In a news conference Thursday, Long Beach Health Department Director Kelly Colopy said all testing sites were full for the “next few days,” while the city looks for ways to expand its capacity. No appointments were available on the city’s website as of Thursday afternoon.

Long Beach has the capacity to test about 1,000 people per day, but last week, the city reportedly averaged around 1,262 tests daily.

Colopy said the city is looking for solutions for faster turnaround times and more potential testing sites, noting that one site tested more than 500 people over the weekend. For now, health officials are urging people to get tested only if they’ve been exposed or are showing symptoms.

Colopy urged people to notify the city if they will not keep their appointments so the slot can go to someone else.
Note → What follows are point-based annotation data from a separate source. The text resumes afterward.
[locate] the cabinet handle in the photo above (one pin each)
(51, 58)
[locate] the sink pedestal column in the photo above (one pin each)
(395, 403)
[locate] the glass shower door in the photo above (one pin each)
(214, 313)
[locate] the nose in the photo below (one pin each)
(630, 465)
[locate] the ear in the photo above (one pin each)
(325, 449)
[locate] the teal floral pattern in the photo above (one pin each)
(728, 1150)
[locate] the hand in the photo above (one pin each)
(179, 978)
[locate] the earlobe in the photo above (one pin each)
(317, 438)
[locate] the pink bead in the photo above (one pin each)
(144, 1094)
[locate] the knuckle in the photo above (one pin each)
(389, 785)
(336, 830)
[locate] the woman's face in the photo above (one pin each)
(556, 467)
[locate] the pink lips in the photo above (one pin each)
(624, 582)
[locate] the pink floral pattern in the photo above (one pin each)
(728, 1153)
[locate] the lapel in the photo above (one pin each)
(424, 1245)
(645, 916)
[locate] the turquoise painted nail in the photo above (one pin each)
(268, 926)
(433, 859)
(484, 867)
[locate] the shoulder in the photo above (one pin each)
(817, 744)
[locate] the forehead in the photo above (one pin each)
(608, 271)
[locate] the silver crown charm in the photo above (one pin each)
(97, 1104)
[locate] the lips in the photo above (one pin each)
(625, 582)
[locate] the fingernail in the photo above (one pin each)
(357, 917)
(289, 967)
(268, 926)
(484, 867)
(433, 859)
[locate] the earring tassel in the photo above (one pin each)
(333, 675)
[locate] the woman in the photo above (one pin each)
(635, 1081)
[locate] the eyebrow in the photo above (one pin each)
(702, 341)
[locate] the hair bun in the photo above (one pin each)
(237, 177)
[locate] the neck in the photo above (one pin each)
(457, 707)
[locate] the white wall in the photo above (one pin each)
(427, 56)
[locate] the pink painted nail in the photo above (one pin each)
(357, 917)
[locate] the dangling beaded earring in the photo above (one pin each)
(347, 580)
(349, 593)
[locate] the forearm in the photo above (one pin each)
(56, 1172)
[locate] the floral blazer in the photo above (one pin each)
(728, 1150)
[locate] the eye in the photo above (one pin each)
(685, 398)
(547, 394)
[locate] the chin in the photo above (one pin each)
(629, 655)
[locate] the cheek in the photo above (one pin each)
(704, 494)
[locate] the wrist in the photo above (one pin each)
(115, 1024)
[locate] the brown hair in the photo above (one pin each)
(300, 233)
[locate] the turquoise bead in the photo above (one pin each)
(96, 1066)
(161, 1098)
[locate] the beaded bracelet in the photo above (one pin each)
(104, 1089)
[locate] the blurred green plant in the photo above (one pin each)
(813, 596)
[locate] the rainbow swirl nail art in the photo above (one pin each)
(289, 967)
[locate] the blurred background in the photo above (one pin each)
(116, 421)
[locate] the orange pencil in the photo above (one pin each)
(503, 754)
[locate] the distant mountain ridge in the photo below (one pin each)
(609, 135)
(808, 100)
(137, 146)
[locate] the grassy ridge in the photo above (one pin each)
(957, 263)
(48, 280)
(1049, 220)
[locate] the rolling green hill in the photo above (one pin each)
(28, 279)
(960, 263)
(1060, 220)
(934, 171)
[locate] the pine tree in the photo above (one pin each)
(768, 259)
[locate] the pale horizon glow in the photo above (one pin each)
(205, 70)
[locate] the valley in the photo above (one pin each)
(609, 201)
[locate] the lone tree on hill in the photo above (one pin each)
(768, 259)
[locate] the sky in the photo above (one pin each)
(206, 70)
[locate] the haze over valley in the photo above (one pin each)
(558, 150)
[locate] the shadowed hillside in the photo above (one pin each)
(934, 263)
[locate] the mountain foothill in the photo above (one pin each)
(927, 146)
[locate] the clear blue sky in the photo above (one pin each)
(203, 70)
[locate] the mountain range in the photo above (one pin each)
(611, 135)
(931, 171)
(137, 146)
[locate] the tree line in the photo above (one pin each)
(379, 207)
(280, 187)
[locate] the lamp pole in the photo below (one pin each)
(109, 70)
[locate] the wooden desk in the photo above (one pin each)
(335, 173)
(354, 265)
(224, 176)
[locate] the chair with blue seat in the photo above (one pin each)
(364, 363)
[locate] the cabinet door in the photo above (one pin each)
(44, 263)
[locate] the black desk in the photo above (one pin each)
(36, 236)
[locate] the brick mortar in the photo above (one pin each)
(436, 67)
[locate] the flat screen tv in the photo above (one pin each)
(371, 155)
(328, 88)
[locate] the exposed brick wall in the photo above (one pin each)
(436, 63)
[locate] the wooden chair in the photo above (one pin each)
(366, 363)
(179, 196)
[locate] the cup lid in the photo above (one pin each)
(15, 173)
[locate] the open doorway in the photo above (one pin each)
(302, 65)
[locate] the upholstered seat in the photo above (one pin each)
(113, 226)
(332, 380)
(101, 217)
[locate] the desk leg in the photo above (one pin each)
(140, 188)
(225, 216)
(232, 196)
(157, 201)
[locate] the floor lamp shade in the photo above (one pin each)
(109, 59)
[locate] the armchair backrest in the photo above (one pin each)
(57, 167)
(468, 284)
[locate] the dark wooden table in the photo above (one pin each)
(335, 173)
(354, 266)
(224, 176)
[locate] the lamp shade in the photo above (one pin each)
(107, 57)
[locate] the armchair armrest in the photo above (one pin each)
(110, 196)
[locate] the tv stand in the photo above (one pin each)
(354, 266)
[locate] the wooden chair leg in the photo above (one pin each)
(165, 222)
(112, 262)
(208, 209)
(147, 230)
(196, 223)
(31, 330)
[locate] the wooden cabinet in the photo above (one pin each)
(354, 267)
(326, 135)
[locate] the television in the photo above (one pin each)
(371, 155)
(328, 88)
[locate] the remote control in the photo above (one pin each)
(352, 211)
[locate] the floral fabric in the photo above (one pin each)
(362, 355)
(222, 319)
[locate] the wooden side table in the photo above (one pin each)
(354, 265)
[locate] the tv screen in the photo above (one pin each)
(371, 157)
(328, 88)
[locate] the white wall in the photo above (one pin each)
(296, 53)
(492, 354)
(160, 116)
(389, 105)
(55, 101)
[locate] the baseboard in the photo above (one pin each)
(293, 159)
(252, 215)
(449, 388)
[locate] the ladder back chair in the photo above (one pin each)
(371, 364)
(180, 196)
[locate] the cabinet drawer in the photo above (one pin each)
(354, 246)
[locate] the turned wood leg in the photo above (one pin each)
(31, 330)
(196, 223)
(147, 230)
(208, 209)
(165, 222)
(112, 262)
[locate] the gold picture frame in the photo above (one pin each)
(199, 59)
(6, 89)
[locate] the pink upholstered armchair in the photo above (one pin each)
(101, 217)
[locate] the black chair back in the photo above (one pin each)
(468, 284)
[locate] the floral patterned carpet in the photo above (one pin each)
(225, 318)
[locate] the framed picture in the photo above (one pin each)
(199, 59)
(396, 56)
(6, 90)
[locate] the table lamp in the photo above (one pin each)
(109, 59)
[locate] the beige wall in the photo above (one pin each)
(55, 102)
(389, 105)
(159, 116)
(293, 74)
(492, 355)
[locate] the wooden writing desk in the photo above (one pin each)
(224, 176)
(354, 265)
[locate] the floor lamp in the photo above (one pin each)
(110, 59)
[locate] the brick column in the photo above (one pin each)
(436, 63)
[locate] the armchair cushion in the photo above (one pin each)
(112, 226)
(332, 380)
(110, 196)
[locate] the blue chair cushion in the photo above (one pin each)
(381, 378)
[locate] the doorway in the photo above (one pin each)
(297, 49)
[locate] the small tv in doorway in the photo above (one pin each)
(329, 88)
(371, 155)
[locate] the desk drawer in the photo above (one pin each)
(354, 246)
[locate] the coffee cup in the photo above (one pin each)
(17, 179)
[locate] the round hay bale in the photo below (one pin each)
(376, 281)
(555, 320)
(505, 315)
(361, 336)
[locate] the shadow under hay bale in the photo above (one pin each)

While sites have been taking walk-ins, Colopy said workers will start turning people away if they arrive without an appointment.

“We are working to take walk-ins and open additional capacity,” she said. 

Colopy said part of the increase is due to more employers sending employees for testing before they can go back to work.

But the city has also seen an alarming trend in more young people testing positive for the disease. Roughly one-third of new cases in Long Beach are people under 30, officials said.

Long Beach Mayor Robert Garcia on Thursday urged young people to take the virus seriously.

“For all you young people out there thinking that you’re invincible, that is becoming less and less the case,” he said.

While Long Beach has had one of the “slowest and most cautious” reopening schedules in the state, the city is still seeing increases in new cases, while hospitalization and deaths have increased slightly or remained relatively flat. The city’s current positive case rate—the rate of people testing positive compared to the overall number of tests—has jumped from 6.3% in recent weeks to 8.4%.

Garcia cautioned all residents to continue to follow health orders.

“The current trajectory is not going in the right direction,” Garcia said. “That should concern us here in Long Beach.”